BoJack Horseman Season 5 picks up more or less where the last one ended. BoJack (voiced by the outstanding Will Arnett) is now appearing in a procedural cop drama produced by his agent, the cat Princess Carolyn (Amy Sedaris). As the series progresses BoJack injures himself whilst taking part in a stunt on set and predictably develops an addiction to prescription medicine. His actions under the influence become progressively more erratic as he embraces his newfound critical success and avoids dealing with the very real and painful events of the last couple of series’. This behaviour eventually escalates to a shocking climax.
Over the course of the 12-episode series, there are subplots and running jokes, winks to the camera, and the usual jibes at celebrity culture. The voice cast is as strong as ever and in addition to Arnett and Sedaris includes Paul F. Tompkins, Aaron Paul, Alison Brie, Patton Oswalt and Rami Malek. Each of the main characters gets an arc and range and depth and the writing is as sharp as usual.
The prevailing theme of BoJack Horseman Season 5 appears to be personal responsibility; we are given plenty of examples in the series where high-profile, powerful male characters are allowed to do terrible things again and again and never have to take responsibility for their actions because of who they are. If you want to change you have to take responsibility for yourself, because in celebrity culture no-one else will hold you to account for long.

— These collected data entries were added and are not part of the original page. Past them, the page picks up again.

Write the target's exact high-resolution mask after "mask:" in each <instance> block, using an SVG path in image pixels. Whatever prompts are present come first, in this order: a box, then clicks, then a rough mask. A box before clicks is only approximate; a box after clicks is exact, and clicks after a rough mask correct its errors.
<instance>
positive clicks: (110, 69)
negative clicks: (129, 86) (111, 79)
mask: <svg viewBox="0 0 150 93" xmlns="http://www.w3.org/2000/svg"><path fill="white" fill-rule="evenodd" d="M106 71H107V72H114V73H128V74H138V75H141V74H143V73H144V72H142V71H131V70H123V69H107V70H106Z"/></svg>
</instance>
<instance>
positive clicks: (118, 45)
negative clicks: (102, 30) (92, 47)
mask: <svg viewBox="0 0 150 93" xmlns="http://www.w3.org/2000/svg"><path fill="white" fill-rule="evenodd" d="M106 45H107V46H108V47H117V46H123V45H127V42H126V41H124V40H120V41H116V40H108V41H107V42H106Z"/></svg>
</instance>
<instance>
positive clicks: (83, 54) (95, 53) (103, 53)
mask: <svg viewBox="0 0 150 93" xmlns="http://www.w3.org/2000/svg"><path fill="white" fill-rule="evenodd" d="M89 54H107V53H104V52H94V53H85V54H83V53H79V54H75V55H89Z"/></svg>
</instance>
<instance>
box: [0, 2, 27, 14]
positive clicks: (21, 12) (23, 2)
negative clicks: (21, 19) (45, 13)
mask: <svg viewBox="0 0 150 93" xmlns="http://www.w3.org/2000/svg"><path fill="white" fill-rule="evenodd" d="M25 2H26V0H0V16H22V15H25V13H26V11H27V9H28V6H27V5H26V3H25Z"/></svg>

Over the last five series’, we have seen plenty of glimmers that BoJack wants to change his ways, become a better person and overcome his demons. What is remarkable is that for a sitcom (albeit one that knowingly pokes fun at so many sitcom tropes) BoJack Horseman never guarantees that we will get such a satisfying resolution. Towards the end of the series BoJack says to his long-suffering friend Diane, “What if I get sober and I’m still the same awful person I’ve always been, only more sober?” A lesser show would give us an easy answer to this question but Diane’s response speaks to just how smart this one is: “I think that is a distinct possibility”.